Steamboat Springs Editor's note: This story has been corrected to state that Routt County has a general fund unreserved fund balance of $6.5 million.
County tax receipts up
Routt County Finance Director Dan Strnad released unexpected good news about the county’s single cent of sales tax Wednesday when he reported that sales tax collections were up 11.28 percent for January, compared with January 2010.
Receipts went up $45,181, to $445,671. The growth in sales tax created a bit of breathing room in the county’s 2011 budget — Strnad budgeted late last year for a decrease in sales taxes that predicted sales tax collections of just $385,808 in the first month of the year. Tax receipts were up 15.52 percent from the budgeted amount.
Sales tax produces about 9 percent of the county budget, with property taxes accounting for the greatest share — about 37 percent.
Strnad prepared the 2011 budget in late 2010 expecting sales tax collections to be off $400,000 in 2011. He based that forecast on a 9 percent decrease in enplanements at Yampa Valley Regional Airport and a continuing slowdown in the construction industry that is expected to result in a hit on building-use taxes.

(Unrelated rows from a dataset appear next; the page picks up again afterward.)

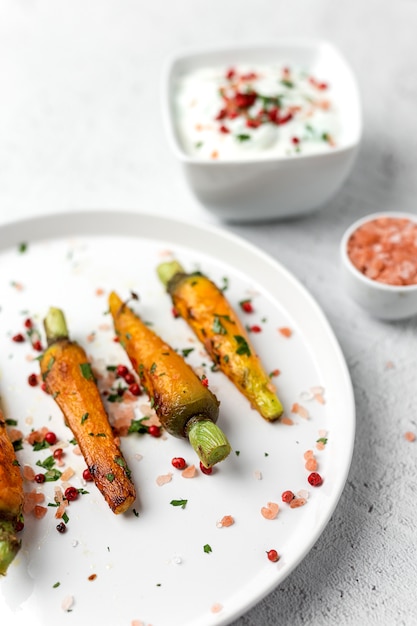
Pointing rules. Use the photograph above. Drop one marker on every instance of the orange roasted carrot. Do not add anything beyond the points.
(185, 407)
(210, 315)
(69, 379)
(11, 499)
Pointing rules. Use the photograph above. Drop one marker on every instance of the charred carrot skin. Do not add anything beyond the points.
(210, 315)
(11, 499)
(185, 407)
(69, 379)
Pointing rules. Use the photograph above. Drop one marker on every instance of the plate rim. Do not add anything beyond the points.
(45, 226)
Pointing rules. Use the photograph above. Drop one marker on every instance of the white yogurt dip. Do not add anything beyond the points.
(248, 112)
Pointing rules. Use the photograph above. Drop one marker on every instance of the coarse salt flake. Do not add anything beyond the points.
(270, 511)
(163, 479)
(225, 522)
(300, 410)
(189, 472)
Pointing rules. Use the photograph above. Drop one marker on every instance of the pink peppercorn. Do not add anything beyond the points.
(154, 431)
(178, 462)
(50, 438)
(71, 493)
(206, 470)
(87, 475)
(273, 556)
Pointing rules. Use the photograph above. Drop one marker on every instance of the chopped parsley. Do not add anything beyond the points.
(52, 475)
(181, 503)
(242, 346)
(87, 371)
(47, 463)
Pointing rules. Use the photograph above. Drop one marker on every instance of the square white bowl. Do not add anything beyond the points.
(269, 187)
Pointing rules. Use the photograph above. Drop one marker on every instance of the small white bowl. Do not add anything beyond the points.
(381, 300)
(269, 187)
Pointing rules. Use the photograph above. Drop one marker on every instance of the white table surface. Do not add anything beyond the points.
(80, 128)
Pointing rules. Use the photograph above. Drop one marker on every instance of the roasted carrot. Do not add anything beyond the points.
(185, 407)
(69, 379)
(11, 499)
(210, 315)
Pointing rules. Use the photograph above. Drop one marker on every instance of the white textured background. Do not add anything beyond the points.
(80, 127)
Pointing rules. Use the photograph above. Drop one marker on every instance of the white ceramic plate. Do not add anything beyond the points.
(154, 567)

Declining auto sales also were expected to reduce the county’s 1 percent auto-use tax.
Steamboat Ski and Resort Corp. officials have confirmed that the numbers of arriving passengers at the airport early this winter exceeded expectations given the number of seat reductions.
Routt County’s financial health received a vote of confidence from the financial rating firm Standard & Poor’s early this year when the firm reviewed the county’s credit rating in connection with repayment of debt on the Routt County Justice Center.

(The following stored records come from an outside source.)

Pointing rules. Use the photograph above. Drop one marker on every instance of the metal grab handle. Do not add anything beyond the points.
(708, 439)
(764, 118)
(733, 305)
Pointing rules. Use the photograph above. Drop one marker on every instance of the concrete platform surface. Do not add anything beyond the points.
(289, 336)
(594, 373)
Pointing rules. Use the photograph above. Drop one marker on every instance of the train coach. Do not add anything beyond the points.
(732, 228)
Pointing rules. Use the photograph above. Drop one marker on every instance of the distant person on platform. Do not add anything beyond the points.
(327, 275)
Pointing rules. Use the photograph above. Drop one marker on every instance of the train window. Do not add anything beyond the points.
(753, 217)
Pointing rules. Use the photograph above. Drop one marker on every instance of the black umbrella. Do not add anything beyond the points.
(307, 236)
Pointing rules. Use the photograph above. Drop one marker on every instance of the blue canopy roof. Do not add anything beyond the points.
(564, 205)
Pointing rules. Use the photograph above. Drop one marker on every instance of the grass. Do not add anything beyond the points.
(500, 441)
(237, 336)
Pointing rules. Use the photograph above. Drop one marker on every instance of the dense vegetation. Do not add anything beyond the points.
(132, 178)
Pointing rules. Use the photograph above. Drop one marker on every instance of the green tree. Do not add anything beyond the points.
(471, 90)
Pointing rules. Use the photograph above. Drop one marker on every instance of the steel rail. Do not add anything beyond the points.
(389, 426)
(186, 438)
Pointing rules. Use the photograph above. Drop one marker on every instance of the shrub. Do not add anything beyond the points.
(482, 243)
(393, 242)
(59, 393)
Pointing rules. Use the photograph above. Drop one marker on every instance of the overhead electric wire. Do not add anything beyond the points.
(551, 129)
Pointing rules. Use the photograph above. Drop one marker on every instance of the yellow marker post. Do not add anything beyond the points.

Standard and Poor’s reaffirmed its A rating on the Justice Center debt and an A-plus credit rating on the county overall, along with a stable outlook for Routt’s fiscal health.

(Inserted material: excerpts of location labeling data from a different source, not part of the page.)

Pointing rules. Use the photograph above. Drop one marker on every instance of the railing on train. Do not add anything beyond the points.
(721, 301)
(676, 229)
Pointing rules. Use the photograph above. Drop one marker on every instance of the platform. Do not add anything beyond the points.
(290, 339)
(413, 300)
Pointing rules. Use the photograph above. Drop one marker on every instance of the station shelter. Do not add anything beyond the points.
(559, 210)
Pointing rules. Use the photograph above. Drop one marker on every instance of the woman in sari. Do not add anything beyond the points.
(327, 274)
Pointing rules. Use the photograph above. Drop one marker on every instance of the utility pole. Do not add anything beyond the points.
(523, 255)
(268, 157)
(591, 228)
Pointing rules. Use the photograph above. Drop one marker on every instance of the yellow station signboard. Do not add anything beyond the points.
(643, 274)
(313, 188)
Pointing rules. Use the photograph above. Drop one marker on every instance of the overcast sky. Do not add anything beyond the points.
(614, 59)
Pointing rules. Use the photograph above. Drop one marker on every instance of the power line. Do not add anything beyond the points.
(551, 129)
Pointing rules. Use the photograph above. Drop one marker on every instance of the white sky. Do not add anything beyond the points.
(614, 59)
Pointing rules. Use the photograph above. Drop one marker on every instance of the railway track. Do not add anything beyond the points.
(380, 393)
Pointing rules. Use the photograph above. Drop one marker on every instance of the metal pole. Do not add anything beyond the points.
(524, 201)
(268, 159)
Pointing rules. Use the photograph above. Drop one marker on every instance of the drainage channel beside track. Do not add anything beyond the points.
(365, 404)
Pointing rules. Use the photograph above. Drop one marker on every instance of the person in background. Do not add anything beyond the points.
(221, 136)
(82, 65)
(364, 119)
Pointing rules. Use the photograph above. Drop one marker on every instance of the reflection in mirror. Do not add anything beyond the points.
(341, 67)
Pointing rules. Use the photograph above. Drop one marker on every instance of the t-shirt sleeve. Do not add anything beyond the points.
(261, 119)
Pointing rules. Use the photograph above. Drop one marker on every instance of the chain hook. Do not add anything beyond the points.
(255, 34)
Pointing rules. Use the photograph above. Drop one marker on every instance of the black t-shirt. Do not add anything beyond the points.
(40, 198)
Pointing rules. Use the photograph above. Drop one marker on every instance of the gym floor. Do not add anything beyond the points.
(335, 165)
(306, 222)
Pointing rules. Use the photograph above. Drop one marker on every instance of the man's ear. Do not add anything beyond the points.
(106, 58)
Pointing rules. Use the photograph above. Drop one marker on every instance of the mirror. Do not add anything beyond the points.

County Finance Director Dan Strnad released the report this week during the annual meeting of the Routt County Public Building Authority. The authority is a nonprofit corporation formed in 2005 when the county financed construction of the justice center on Shield Drive with a form of debt called certificates of participation.
The county recently made a lease payment of almost $1.25 million to the authority, which in turn made a similar payment to the investors in the certificates, most of them banks, County Manager Tom Sullivan said Thursday.
The remaining indebtedness on the Justice Center is $14.14 million, and the county’s positive rating helped it get modest interest rates that will allow it to pay down the principal throughout 20 years with the debt due to be retired in 2025, Sullivan said.
“Routt County is very proud of our fiscal planning that put us in great position for the A-plus rating,” Sullivan said.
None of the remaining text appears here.